Carlos W. Elmenhorst (6. April 1910 — 24. October 2000) born Kurt Wolfram Carlos Elmenhorst, was a German merchant, Maya researcher, and collector of Maya textiles.

== Life ==
Carlos W. Elmenhorst was born in Kiel. He was the eldest son of five children of an old Hamburg merchant family. After an apprenticeship with Eduard Ringel & Co im- and exports in Hamburg, a merchant firm specialised in coffee, he decided to leave Germany 1932 for Guatemala, where he was more than 60 years active in the coffee trade business, first from 1933 to 1944 with Nottebohm Hermanos (Gebrüder Nottebohm), later in his own company. Apart from his business as merchant he collected since the 1930s systematically textiles of all Mayas populations in Guatemala, thus assembling one of the most complete collections of Maya textiles in the world.

He donated his collection of more than 1,000 items in 1989 to the Hamburg Museum für Völkerkunde Hamburg, which is showing it since 2011 as Sammlung Elmenhorst in the permanent exhibition.

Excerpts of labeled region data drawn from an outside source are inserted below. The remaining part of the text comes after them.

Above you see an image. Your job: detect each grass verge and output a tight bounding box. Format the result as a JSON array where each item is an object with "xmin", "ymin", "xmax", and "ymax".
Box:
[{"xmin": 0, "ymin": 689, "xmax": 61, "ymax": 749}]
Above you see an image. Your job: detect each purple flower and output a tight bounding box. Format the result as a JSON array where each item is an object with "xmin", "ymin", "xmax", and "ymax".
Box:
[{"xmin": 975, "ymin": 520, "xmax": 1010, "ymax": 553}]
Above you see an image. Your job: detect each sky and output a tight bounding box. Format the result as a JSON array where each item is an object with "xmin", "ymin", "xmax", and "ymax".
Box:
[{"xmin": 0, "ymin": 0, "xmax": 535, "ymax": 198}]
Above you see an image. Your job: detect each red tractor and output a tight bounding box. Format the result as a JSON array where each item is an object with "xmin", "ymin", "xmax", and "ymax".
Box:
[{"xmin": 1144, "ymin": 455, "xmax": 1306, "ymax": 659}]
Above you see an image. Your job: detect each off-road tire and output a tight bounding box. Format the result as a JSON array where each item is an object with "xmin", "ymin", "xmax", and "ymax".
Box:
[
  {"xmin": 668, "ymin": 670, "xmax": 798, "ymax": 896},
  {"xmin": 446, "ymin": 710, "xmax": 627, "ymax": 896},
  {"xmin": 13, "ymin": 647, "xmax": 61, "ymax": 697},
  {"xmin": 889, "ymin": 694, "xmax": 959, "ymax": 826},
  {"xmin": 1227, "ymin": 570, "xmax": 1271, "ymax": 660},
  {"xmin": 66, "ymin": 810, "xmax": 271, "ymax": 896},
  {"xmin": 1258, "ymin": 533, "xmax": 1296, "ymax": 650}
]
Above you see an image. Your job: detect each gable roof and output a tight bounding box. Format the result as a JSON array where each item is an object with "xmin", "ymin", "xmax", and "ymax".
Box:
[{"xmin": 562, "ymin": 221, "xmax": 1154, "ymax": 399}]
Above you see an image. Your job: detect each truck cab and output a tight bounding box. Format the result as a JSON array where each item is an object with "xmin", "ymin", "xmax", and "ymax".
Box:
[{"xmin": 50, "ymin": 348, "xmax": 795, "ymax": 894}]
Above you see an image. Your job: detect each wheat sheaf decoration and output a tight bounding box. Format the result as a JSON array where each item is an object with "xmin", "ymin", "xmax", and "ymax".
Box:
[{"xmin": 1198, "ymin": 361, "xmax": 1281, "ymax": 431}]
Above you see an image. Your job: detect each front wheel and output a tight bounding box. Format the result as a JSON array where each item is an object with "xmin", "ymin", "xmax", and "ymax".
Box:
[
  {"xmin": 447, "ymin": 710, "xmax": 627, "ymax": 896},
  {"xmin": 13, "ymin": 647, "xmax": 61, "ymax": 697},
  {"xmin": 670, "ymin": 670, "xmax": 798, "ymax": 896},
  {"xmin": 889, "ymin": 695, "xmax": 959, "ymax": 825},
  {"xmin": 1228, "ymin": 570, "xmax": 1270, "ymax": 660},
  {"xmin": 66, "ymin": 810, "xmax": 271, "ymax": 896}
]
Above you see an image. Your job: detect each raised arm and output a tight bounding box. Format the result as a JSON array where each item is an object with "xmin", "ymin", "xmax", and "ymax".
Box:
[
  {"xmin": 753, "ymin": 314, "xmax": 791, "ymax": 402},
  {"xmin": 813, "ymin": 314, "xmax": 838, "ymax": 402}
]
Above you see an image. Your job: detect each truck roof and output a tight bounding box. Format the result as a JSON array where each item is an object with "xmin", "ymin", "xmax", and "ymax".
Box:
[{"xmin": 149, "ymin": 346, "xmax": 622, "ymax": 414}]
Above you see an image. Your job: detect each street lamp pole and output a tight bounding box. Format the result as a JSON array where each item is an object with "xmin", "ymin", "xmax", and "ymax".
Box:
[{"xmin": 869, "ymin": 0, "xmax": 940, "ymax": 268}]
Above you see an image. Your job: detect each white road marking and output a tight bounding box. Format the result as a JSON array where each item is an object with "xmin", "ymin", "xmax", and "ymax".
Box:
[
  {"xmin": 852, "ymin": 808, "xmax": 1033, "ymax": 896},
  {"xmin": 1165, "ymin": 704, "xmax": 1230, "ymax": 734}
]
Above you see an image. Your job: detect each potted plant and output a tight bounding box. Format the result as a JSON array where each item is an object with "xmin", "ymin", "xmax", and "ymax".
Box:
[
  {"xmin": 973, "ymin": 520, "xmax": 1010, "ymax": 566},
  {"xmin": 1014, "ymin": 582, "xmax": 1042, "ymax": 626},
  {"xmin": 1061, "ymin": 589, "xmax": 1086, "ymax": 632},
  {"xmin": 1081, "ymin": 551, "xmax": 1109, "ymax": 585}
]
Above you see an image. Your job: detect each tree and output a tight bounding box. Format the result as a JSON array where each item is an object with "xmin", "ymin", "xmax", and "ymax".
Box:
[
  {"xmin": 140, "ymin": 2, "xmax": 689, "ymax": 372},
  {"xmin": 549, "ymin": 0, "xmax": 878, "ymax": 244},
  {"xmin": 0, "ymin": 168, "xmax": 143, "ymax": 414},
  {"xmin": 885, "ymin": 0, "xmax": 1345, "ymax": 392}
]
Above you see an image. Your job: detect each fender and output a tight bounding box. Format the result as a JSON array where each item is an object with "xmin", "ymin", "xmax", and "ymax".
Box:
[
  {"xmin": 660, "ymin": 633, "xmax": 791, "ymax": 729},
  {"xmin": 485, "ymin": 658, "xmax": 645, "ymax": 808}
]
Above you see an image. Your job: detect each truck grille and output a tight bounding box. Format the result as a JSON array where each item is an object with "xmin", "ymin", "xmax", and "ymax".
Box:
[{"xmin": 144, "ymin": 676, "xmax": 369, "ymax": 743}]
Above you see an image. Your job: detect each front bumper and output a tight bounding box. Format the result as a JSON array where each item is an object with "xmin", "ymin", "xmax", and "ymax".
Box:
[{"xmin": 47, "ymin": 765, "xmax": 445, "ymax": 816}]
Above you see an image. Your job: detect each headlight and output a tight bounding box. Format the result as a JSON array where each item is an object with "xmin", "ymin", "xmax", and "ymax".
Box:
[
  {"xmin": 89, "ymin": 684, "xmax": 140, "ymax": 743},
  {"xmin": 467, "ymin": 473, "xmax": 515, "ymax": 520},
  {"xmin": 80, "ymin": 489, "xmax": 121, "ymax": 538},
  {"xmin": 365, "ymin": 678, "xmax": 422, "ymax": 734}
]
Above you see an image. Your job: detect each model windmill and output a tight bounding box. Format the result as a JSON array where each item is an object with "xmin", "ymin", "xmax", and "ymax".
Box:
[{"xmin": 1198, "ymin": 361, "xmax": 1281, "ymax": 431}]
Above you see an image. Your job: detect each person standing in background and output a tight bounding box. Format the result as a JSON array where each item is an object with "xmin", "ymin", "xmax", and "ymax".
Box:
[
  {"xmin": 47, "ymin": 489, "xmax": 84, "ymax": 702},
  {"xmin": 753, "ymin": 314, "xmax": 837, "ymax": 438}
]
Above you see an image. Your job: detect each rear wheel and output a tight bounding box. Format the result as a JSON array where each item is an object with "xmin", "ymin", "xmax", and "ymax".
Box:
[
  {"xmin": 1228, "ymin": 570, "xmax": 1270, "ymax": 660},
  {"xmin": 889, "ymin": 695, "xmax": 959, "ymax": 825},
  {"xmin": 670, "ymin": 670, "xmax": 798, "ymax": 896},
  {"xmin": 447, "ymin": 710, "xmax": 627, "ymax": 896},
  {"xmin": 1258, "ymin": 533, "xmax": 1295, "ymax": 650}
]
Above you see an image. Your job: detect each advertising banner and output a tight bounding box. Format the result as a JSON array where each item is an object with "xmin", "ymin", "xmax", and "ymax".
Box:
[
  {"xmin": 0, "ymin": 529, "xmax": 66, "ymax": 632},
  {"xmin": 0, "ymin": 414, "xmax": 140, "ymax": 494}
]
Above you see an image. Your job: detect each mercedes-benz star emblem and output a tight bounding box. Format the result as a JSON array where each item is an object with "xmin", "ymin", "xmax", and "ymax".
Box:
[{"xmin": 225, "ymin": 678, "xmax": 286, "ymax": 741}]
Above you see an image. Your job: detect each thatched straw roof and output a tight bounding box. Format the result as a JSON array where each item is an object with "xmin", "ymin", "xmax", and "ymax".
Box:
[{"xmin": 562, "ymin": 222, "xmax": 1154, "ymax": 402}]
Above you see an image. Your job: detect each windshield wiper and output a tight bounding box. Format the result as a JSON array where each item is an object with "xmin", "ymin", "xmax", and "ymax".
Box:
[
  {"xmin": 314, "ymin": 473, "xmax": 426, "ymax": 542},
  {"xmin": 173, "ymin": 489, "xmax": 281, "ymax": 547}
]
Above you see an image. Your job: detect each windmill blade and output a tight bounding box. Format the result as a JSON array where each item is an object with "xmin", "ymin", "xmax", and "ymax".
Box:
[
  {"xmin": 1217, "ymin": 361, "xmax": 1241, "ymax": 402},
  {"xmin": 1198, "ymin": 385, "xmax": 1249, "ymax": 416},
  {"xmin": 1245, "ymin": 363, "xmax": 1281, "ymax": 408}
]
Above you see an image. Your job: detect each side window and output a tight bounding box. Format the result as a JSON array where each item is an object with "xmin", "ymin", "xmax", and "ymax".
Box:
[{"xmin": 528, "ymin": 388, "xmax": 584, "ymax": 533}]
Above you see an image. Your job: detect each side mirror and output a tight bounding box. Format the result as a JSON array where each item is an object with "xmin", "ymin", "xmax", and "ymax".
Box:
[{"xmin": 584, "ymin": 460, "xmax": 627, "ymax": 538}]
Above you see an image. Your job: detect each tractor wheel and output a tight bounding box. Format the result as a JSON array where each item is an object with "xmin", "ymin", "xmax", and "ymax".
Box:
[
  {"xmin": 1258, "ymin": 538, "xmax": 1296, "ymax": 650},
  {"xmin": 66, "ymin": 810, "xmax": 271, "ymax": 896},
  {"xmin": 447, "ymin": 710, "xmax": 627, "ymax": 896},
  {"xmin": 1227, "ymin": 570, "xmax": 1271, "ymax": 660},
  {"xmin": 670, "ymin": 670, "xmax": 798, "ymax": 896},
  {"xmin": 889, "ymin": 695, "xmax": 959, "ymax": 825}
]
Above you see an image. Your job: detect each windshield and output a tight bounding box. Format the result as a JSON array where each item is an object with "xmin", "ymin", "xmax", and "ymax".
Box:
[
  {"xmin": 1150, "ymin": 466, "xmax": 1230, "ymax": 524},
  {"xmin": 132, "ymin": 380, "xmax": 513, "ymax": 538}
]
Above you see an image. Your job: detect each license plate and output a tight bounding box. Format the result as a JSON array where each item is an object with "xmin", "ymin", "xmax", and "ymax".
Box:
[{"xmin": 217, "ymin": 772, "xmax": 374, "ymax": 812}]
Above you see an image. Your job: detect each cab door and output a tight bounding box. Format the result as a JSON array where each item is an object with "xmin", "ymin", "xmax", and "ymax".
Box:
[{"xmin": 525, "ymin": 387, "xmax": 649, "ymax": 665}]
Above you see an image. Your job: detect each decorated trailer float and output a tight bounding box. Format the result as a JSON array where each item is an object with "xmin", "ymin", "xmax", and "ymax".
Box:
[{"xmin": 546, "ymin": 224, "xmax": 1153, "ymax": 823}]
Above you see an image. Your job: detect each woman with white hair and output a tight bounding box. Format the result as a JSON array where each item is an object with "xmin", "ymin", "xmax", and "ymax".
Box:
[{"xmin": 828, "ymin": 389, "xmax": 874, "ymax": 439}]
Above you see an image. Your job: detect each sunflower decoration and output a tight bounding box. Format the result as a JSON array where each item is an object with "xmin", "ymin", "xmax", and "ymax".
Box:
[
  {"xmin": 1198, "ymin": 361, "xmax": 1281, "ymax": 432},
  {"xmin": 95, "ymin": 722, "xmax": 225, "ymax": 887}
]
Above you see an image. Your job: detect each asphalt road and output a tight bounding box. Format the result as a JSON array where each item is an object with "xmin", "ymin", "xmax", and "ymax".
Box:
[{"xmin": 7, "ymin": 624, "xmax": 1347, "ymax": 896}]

His library with an abundant collection of antiquarian autographs and contemporary travel and expedition reports about Central America in the 16th century he bequeathed as Carlos Elmenhorst Collection to the Ludwig von Mises library of the Francisco-Marroquín-University in Guatemala City. It is currently being digitalised and will be published online. He died in Guatemala City.